Percepat UU Penyiaran, DPR RI Usulkan Single Mux

Selasa , 06 Jun 2017, 17:31 WIB
Ilustrasi Komisi Penyiaran Indonesia (KPI).
Foto: Republika/Prayogi
Ilustrasi Komisi Penyiaran Indonesia (KPI).

REPUBLIKA.CO.ID, JAKARTA -- Rancangan perubahan Undang-undang Penyiaran menjadi salah satu pembahasan yang belum selesai. Untuk mempercepat undang-undang ini dibawa ke Paripurna Komisi I Dewan Perwakilan Rakyat Republik Indonesia (DPR RI) telah menyepakati sistem tata cara perpindahan dari analog ke digital. Menurut anggota Komisi I DPR RI, Bobby Adhityo Rizaldi, saat ini pihaknya sudah menyepakati single mux.

Meski demikian sebenarnya sampai sekarang hal ini masih menjadi perdebatan di komisi yang memilih single mux dan tidak sedikit yang menghendaki multiple mux. Namun demi mempercepat pembahasan dan membawa segara Undang-undang ke Paripurna, pihaknya memilih single mux. Sehingga tidak terlalu lama mengendap di Komisi I DPR RI.

"Jadi sebenarnya ini pun masih menjadi perdebatan diantara kita. Ada single mux ada multiple mux tetapi kita sadar perbedaannya jangan di DPR RI lah, nanti setelah pembahasan dengan pemerintah," ujar Bobby saat ditemui di Kompleks Parlemen, Senayan, Jakarta, Selasa (6/6).
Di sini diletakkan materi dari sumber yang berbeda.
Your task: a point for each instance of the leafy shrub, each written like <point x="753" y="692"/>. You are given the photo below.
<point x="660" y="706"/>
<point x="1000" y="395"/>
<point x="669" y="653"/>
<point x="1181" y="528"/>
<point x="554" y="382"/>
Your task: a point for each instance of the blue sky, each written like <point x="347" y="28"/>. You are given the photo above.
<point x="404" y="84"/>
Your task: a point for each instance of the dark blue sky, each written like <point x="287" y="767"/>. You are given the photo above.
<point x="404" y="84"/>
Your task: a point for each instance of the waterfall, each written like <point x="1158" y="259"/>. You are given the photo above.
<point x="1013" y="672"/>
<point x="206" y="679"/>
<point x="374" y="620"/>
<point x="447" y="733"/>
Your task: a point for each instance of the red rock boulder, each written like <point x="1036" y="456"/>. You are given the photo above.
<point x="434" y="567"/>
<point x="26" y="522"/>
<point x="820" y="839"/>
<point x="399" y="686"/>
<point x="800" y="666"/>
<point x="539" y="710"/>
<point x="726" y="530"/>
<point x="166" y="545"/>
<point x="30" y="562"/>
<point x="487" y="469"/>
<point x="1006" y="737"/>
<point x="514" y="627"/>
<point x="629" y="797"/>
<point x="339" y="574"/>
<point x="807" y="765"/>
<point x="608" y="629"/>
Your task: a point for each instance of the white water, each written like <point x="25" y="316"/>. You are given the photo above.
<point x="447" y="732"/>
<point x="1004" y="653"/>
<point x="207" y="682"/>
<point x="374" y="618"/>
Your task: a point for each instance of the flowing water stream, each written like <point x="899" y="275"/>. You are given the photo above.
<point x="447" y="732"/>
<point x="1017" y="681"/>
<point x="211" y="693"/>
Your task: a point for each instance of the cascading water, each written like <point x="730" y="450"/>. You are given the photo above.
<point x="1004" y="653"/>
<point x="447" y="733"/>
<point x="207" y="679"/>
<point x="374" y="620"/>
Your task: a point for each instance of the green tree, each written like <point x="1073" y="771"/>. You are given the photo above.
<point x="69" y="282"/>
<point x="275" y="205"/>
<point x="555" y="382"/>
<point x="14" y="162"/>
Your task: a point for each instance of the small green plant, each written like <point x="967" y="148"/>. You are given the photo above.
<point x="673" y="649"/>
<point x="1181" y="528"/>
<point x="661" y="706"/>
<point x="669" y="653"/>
Meski demikian, pembahasan soal ini akan menjadi dinamis setelah bertemu dengan pemerintah. Apalagi elemen pengambil keputusan itu bukan hanya DPR RI, tapi juga pemerintah. Sebab tidak menutup kemungkinan pemerintah akan memilih multiple mux atau sebaliknya.

"Nanti pemerintah pun akan memilih juga nah disitulah keputusan itu kita ambil bersama. Jadi sebenarnya ini hanya biar cepat ke Paripurna saja," ujarnya.

Bobby mengatakan secara teknis yang lebih mudah adalah multiple mux karena frekuensi sudah ada di televisi-televisi swasta saat ini. Namun ada kekhawatiran kalau itu diberikan kepada yang eksisting, ditakutkan mereka tidak bisa mengelola. Sebab untuk mengelola satu televisi saja sangat mahal. Sedangkan mereka dari satu kanal memiliki tujuh kanal.

"Yang ada nanti mereka dapat suratnya ibaratnya untuk tujuh kanal tapi kerena mahal yang tujuh itu tidak ada programnya. Jadi yang di koperasi itu hanya satu atau dua kanal saja itu kekhawatirannya. Seyogyanya penambahan kanal itu menambah pendapatan negara, harusnya bisa memberikan misi-misi edukasi kepada masyarakat," kata Bobby.